次にペリドットは急旋回してビィを助けようと接近していたキュウの足を刈り取りにかかった。キュウは前方宙返りで足への攻撃を交わすと同時に爆弾を投げ付けていた。だがペリドットはそれを空中で掴むと宙返り中のキュウの腹に叩き付けた。爆音と共にキュウは吹き飛んだ。

「ああああああ!!!!」

「ビィ!キュウ!」
駆け付けるティイの目の前にペリドットが迫る。
「このっ!!」
ティイは前方から迫るペリドットに向かって溶解液を吹き掛ける。ところが瞬間、ペリドットの姿が消えた。
(えっ!?)
ペリドットは高く飛び上がって頭上から襲いかかってきた。人間は空中からの攻撃に対して弱い。どんな生き物も重力の影響を受ける以上、地上での戦いが主だったものとなる。意識の上でもペリドットがここまで速く視界から消え、空高く飛んで攻撃してくるとはティイには想像出来なかった。ペリドットの一撃がティイの背中を切り裂いた。
「きゃああああ!!」


「てめええええ!!!」
「ぶっ殺す!!」

アイの応急処置が終わったオウとユウがペリドットに向かうが王道具はまだ使えない。二人は肉弾戦を挑んだがペリドットの身体能力は二人を完全に上回っていた。向かってくるオウを真正面から突っ込んで殴り倒し、ユウを蹴り飛ばし、特務隊でも相当の肉体派の二人をあっと言う間に地面に這いつくばらせた。

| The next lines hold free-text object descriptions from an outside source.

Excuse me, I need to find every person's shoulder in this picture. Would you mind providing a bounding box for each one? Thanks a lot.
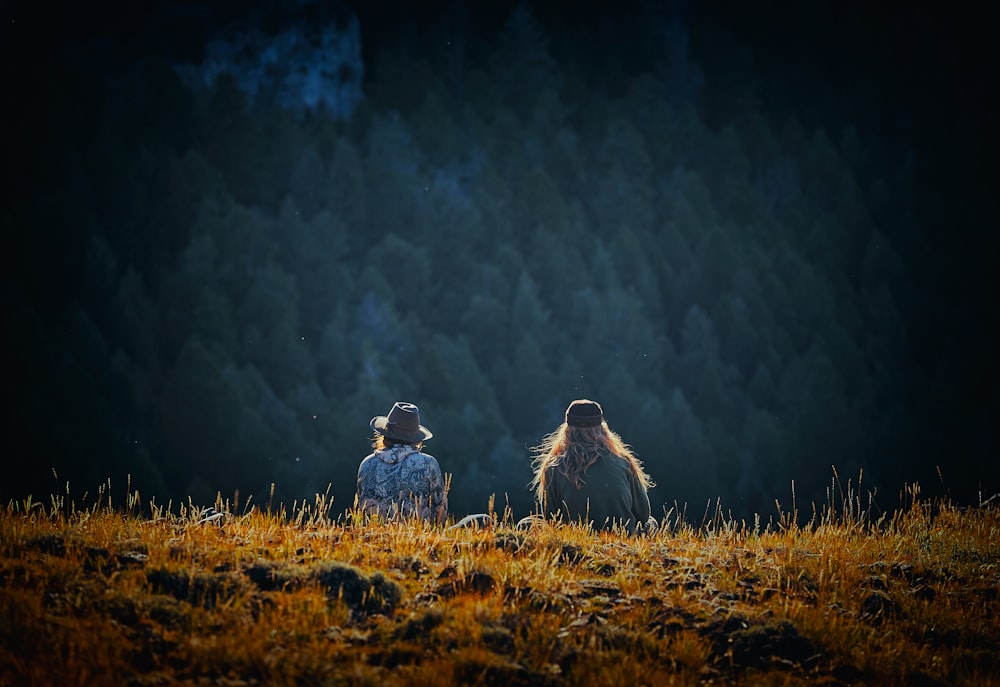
[413,450,440,465]
[601,450,633,474]
[409,451,444,476]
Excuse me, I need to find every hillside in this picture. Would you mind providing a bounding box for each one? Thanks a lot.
[2,484,997,686]
[6,1,996,522]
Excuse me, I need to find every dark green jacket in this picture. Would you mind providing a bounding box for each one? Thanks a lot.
[542,449,651,532]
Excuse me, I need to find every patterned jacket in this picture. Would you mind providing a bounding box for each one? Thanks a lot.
[356,445,447,523]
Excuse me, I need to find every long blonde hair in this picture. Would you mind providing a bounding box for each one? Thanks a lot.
[529,422,654,505]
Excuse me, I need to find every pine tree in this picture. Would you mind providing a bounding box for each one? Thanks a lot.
[367,233,433,305]
[237,261,314,396]
[489,1,562,120]
[160,233,238,358]
[660,387,718,514]
[678,305,720,393]
[712,290,761,379]
[510,272,552,334]
[155,339,274,502]
[154,150,225,270]
[325,137,368,254]
[498,333,557,442]
[363,113,423,242]
[316,304,355,399]
[410,79,466,164]
[523,225,588,319]
[641,0,704,106]
[508,166,572,243]
[279,203,352,342]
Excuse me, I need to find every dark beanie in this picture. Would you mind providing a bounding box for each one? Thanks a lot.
[565,399,604,427]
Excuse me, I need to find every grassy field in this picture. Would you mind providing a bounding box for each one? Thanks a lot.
[1,478,997,686]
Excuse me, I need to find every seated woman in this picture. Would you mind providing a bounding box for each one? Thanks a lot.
[356,402,448,524]
[528,399,657,535]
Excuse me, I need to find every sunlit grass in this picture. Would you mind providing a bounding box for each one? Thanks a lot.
[1,472,997,686]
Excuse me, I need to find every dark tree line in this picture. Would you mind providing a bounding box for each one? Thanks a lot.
[5,1,993,521]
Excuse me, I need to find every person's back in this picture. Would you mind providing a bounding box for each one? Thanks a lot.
[358,443,446,521]
[543,446,651,532]
[356,402,447,524]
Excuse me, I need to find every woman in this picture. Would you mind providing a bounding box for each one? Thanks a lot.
[529,399,656,534]
[356,401,448,524]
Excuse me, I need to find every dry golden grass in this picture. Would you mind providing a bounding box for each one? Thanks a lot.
[1,478,997,686]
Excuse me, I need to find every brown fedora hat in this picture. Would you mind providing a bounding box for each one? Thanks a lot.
[370,402,433,443]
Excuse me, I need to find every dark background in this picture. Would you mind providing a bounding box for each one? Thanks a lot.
[3,0,995,522]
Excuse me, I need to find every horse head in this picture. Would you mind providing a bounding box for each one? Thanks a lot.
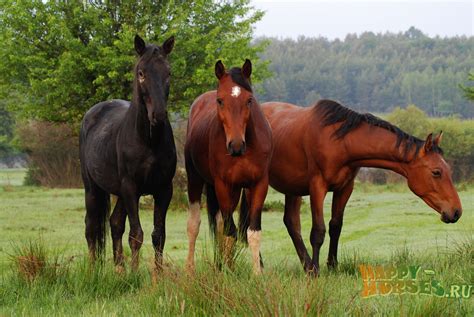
[214,59,254,157]
[134,34,174,126]
[405,132,462,223]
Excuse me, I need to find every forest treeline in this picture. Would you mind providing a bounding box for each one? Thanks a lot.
[255,27,474,118]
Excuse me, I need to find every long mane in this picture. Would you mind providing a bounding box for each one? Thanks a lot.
[314,99,443,158]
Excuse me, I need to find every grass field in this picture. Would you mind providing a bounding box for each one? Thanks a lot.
[0,169,472,315]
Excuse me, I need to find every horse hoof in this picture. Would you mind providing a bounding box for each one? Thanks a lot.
[253,267,263,275]
[305,265,320,277]
[185,263,196,275]
[327,261,338,271]
[115,265,125,275]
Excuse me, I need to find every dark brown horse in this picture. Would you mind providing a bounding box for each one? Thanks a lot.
[184,60,272,274]
[80,35,176,271]
[249,100,462,275]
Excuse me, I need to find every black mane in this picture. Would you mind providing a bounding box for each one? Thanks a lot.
[314,99,443,159]
[229,67,252,92]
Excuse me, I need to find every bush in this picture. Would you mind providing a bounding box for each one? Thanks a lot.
[16,121,81,188]
[387,105,474,182]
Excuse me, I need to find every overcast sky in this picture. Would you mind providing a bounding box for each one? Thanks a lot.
[252,0,473,39]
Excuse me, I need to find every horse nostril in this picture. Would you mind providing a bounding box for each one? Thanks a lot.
[227,140,245,156]
[453,209,461,221]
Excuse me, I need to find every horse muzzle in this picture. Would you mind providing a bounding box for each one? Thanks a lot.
[227,140,246,157]
[441,208,462,223]
[148,111,167,126]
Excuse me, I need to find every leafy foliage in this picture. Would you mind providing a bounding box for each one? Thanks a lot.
[388,105,474,180]
[0,0,268,123]
[0,102,16,158]
[460,72,474,102]
[256,28,474,118]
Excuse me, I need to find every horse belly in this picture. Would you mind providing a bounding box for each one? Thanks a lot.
[269,172,310,196]
[82,137,122,194]
[326,167,358,191]
[90,165,121,194]
[268,151,310,196]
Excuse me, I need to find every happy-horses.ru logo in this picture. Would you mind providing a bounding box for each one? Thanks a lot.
[358,264,473,299]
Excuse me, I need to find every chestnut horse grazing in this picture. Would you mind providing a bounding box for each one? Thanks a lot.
[80,35,176,271]
[185,60,272,274]
[255,100,462,275]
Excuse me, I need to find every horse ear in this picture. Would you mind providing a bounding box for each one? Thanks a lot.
[242,59,252,79]
[134,35,146,56]
[162,36,175,55]
[434,131,443,146]
[424,133,434,152]
[215,60,226,80]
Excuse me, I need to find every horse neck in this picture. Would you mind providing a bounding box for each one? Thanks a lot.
[344,124,415,177]
[246,103,266,144]
[124,87,167,146]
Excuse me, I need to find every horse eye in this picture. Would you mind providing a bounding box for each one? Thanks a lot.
[138,70,145,80]
[432,170,441,178]
[247,98,252,107]
[217,98,223,107]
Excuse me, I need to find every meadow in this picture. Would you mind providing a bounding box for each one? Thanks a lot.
[0,169,472,316]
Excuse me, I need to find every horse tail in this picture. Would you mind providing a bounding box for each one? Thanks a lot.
[97,196,110,259]
[238,189,250,244]
[83,182,110,262]
[206,184,219,242]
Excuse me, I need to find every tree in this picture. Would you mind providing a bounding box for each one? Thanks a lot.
[0,0,269,124]
[460,72,474,102]
[386,104,431,138]
[255,29,474,117]
[0,100,16,158]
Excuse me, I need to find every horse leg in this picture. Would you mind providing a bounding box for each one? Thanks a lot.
[121,179,142,271]
[84,183,110,263]
[327,180,354,269]
[283,194,312,272]
[245,178,269,275]
[185,160,204,272]
[309,177,328,276]
[214,179,240,269]
[152,184,173,271]
[205,184,224,269]
[110,198,126,272]
[222,213,238,269]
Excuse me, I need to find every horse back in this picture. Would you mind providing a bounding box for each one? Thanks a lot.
[185,91,218,183]
[262,101,358,194]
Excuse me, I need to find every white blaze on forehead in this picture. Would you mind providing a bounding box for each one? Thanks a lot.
[231,86,241,98]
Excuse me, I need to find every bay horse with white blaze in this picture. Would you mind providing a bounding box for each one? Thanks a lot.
[242,100,462,275]
[185,59,272,274]
[79,35,176,271]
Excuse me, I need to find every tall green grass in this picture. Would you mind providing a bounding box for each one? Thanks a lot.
[1,236,472,316]
[0,182,472,315]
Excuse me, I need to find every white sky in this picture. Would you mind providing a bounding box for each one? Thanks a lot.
[252,0,473,39]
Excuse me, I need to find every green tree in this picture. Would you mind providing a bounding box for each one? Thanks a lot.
[386,104,431,138]
[387,105,474,181]
[0,99,16,158]
[0,0,268,123]
[460,72,474,102]
[256,28,474,117]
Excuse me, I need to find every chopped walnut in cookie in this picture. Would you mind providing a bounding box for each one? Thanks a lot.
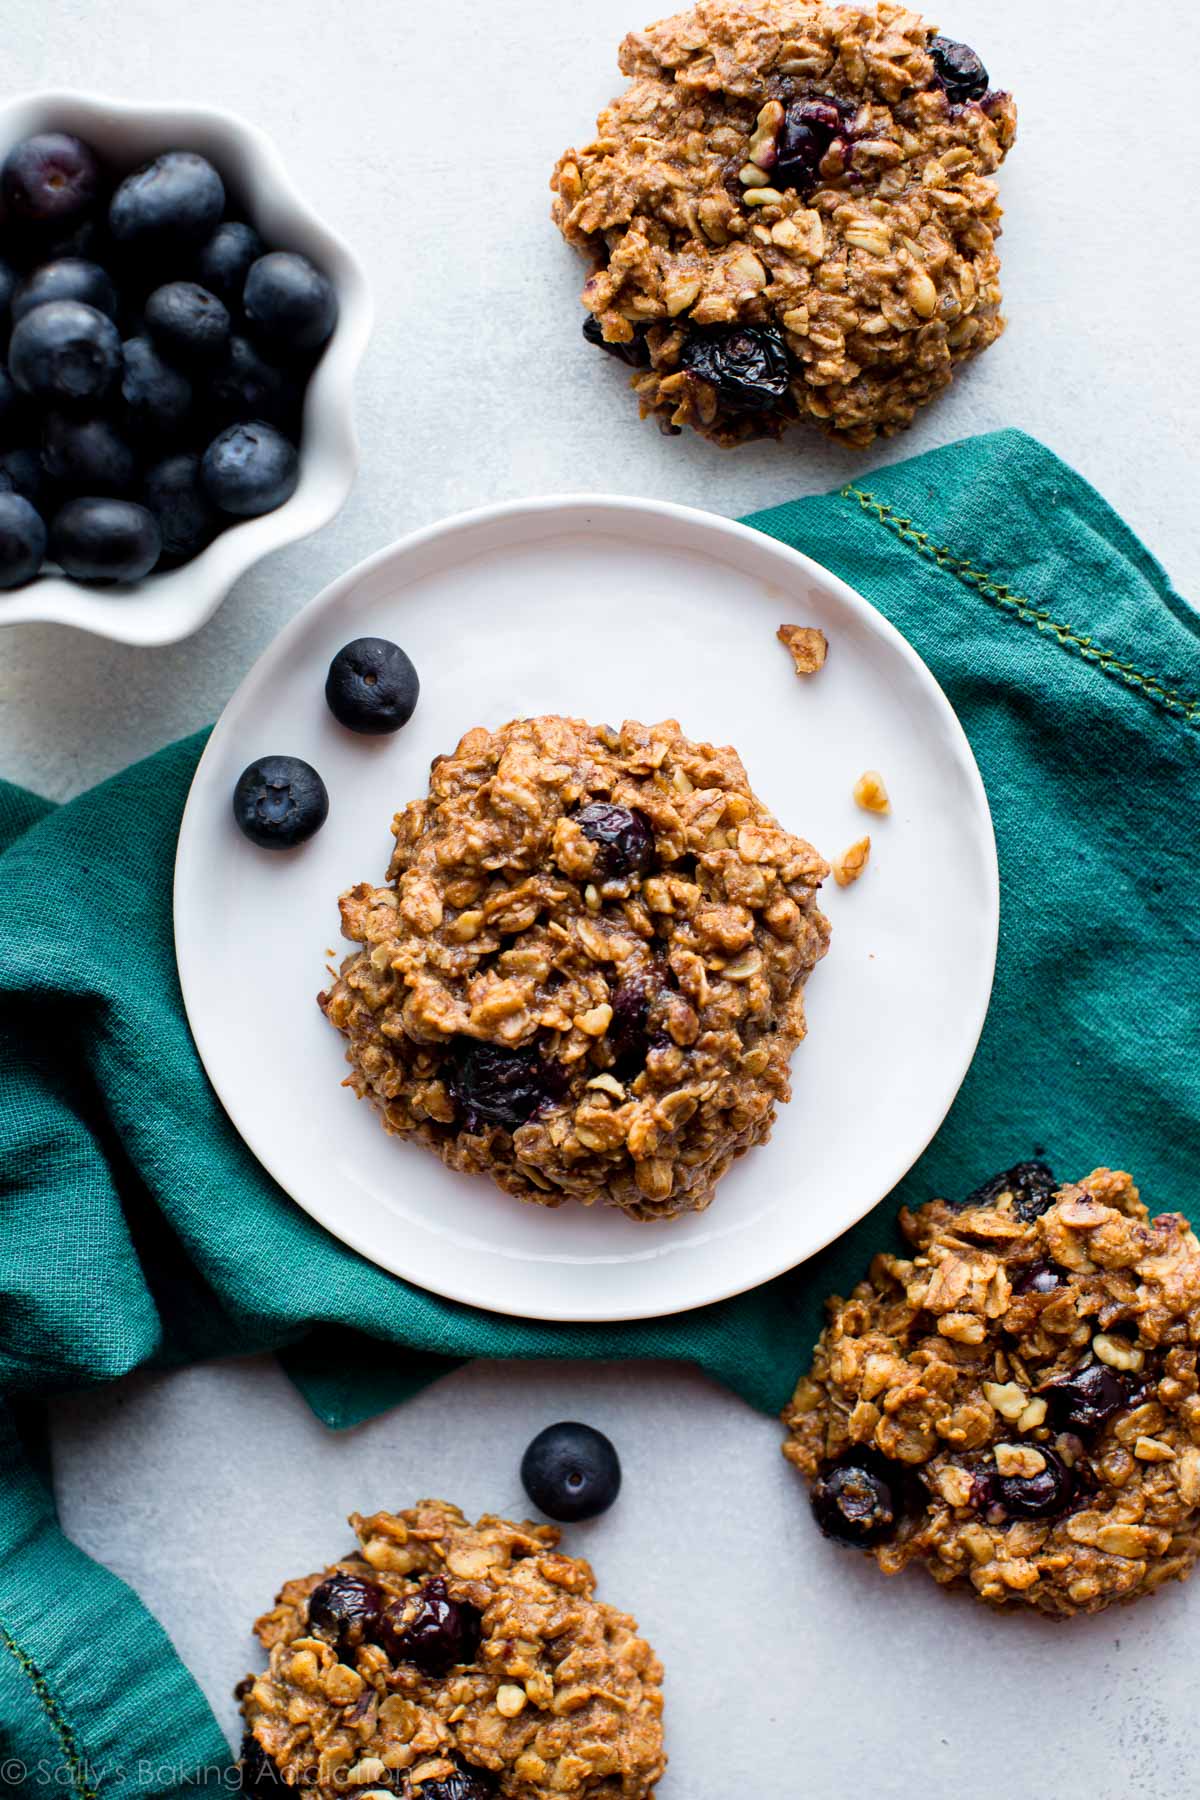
[777,623,827,675]
[783,1163,1200,1616]
[239,1500,666,1800]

『害虫共、これが貴様らのお似合いの姿だ。地面に這いつくばり空を見上げる、これが正しい姿だ。非力で無力で愚かな存在。貴様ら如きが魔法使いに逆らおうなどと考えた時点でおかしいのだ。今まで数々の配慮を仇で返すような非人間的な存在が世界に唯一貢献出来るとするならば、それはもう何もせずにいることだ。そして、今までの自分達の罪を悔いて、死ね。』

今のペリドットの力は完全に特務隊の者達を上回っていた。